The sport is called speed golf. Originating in the late 1970s and early 1980s, the sport has combined two hobbies and flipped the script on the slow-play stigma that has come to be associated with a typical round of golf.
“I run marathons and ultramarathons and I do enjoy golf, but I don’t like taking four hours to golf,” Matthew Kennedy, founder of Cincy Speed Golf, said. “This is a great way to get a run in and you get all your swings in, so you get your golf game in and you get your cardio run in. It’s a beautiful combination for me, I really enjoy it.”
The rules of speed golf are pretty simple, especially for those who have a background in or understanding of typical golf rules and etiquette. As you may expect, you run your round of golf while wearing typical golfing attire, with the exception of the option of wearing running shoes in place of golf shoes.
Typical rules and etiquette apply, such as raking bunkers (unless otherwise told by a tournament committee), fixing ball marks, replacing divots, but in an effort to play as fast as possible, players are allowed to putt with the flagstick in the hole.
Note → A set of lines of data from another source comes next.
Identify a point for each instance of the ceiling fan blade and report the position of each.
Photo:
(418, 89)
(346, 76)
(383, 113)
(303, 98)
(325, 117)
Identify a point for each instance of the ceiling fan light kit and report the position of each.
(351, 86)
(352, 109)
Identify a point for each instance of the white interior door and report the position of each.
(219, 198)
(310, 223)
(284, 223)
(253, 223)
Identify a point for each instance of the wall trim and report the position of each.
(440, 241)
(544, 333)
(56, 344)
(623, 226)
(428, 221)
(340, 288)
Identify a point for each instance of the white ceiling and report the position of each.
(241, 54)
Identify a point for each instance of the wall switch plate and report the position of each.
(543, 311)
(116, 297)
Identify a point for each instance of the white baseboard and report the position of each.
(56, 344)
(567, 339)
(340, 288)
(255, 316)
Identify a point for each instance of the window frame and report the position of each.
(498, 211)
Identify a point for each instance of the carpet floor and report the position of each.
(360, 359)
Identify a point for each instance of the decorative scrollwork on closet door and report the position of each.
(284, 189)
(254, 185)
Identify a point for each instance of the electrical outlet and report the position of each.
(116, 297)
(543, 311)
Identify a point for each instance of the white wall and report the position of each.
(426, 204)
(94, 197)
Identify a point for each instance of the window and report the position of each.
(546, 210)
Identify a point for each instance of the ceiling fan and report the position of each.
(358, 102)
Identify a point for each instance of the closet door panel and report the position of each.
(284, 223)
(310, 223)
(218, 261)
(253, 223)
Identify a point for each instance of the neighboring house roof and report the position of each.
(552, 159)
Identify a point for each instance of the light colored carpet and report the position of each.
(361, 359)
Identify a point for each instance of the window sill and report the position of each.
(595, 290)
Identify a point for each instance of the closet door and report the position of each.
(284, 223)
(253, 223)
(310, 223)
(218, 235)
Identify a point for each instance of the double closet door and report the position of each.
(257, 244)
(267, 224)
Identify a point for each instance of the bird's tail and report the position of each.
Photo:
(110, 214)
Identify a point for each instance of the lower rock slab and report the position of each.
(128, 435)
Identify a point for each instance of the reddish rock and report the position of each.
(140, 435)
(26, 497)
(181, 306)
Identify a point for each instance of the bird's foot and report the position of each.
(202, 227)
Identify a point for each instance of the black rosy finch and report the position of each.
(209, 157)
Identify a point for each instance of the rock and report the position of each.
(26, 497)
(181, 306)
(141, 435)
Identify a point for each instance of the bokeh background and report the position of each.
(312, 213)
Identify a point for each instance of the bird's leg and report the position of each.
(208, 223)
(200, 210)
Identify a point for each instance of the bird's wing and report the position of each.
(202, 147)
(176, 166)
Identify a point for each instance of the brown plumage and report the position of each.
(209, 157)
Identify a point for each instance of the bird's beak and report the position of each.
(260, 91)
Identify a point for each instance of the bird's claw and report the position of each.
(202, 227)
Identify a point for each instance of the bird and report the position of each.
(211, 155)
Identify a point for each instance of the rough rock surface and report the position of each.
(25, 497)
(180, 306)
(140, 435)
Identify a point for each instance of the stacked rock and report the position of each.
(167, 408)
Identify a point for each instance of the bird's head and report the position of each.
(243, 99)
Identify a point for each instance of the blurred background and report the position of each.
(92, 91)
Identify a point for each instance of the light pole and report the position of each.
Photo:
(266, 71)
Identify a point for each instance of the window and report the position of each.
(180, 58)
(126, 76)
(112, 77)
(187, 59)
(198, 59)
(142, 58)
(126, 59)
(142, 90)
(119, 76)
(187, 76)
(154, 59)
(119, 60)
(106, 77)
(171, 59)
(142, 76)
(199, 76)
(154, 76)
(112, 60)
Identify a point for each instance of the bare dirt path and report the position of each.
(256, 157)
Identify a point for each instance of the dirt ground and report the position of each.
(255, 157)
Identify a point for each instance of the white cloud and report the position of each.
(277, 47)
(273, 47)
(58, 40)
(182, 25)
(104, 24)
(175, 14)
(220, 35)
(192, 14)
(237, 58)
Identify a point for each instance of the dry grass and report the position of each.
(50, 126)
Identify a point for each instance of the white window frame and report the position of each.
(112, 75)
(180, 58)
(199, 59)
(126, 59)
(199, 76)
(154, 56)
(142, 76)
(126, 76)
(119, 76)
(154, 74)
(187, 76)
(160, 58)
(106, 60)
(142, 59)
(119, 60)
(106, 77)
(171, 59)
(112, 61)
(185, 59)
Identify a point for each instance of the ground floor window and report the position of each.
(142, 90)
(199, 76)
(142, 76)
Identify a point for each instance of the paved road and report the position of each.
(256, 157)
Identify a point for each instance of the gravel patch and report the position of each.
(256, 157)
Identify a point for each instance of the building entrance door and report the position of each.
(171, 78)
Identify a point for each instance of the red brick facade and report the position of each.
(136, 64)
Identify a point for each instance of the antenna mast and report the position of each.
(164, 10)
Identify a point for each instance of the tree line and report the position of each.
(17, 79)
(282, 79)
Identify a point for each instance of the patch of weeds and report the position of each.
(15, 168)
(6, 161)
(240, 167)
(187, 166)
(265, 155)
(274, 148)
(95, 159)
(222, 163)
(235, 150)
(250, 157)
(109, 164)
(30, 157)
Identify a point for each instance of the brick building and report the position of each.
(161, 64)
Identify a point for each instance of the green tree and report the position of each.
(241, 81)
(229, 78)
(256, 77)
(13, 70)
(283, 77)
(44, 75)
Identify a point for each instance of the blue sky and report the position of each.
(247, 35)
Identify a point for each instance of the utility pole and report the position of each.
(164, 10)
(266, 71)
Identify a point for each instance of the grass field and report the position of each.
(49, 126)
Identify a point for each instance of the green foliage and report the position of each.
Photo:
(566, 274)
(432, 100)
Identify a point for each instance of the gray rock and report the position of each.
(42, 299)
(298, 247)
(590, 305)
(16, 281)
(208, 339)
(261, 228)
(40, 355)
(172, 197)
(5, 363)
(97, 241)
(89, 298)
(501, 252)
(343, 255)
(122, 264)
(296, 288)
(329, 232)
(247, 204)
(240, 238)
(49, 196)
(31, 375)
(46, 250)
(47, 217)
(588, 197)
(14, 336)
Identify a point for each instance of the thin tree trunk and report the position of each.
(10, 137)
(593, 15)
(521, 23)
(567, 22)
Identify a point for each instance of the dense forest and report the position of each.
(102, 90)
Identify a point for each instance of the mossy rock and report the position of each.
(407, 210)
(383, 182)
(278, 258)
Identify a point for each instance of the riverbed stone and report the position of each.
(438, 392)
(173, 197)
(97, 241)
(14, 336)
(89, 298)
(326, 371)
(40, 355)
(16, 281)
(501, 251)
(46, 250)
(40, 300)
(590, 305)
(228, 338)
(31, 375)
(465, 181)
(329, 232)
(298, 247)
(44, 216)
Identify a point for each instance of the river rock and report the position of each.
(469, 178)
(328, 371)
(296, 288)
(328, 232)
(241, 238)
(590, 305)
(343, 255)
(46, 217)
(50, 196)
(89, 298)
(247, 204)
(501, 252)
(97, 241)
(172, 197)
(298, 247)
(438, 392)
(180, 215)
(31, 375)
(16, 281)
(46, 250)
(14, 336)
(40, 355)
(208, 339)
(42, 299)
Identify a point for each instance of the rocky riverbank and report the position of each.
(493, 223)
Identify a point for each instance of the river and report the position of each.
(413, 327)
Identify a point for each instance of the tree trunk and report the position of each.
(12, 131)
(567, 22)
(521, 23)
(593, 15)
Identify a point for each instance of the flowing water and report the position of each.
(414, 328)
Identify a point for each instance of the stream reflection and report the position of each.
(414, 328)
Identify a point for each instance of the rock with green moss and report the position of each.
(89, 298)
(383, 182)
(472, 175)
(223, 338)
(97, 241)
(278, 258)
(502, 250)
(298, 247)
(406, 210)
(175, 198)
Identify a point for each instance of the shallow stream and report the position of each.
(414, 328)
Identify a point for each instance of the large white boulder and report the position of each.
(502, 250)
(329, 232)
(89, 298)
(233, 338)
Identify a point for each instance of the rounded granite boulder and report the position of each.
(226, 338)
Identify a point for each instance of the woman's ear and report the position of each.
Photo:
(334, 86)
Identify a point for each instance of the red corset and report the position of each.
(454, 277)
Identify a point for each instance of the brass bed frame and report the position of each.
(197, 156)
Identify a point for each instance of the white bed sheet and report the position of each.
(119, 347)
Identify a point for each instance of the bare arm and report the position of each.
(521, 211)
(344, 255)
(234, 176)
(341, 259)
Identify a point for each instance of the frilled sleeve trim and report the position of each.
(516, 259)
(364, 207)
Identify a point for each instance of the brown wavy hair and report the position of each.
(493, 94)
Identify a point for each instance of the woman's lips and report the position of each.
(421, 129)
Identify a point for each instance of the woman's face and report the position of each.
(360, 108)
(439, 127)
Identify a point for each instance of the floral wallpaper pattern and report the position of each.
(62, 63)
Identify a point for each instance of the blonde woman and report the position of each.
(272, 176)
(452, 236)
Similarly in the pursuit of the best time, players are allowed to play all out of bounds as lateral hazards to save from having to return to the spot where the ball was struck, thus adding more time.
Scores are calculated by combining your score for 18 holes and the time it took you to complete the round. For example, if one were to shoot an 89 on 18 holes and complete the course in 1:15 minutes or 75 minutes, their score would be 164 (score + time = total).
In Clermont County, Kennedy has enlisted the help from contacts he has made at Stillmeadow Country Club in Amelia.
“When we run 18 holes around Stillmeadow, it’s about five miles,” Kennedy said. “It’s manicured and rolling and beautiful. It also allows me to play four or five times a week.”
In order to play his round without interrupting others who are out enjoying a round a more normal pace, Kennedy said he usually goes out to the course about an hour before sunset when the course is pretty well cleared.
If he happens to come upon a group of golfers, he has established a relationship with many of the members who are willing to let him pass by without any incident. After all, he says, he might hold them up for maybe a minute and then it’s on to the next hole.
Kennedy has established and registered the Cincy Speed Golf simply out of love for the game. The area chapter is hoping to grow in the coming summer months and held their first pretournament on Saturday, June 15 at Stillmeadow.
The first go at speed golf in Cincinnati had a handful of attendees and Kennedy himself won the first event shooting an 89 in 59 minutes. Kennedy said while the turnout was massive, it was a good gauge for ironing out kinks for more tournaments that he hopes to put on in the future.
Kennedy said that he believes the ideal candidate for speed golf is someone who plays golf regularly and has the cardio training to be able to get around the course.
He said he plays normal rounds with a group on weekend mornings like so many other recreational golfers in the area and surprisingly shoots a similar score during a four-hour round that he does during a his speed golf rounds.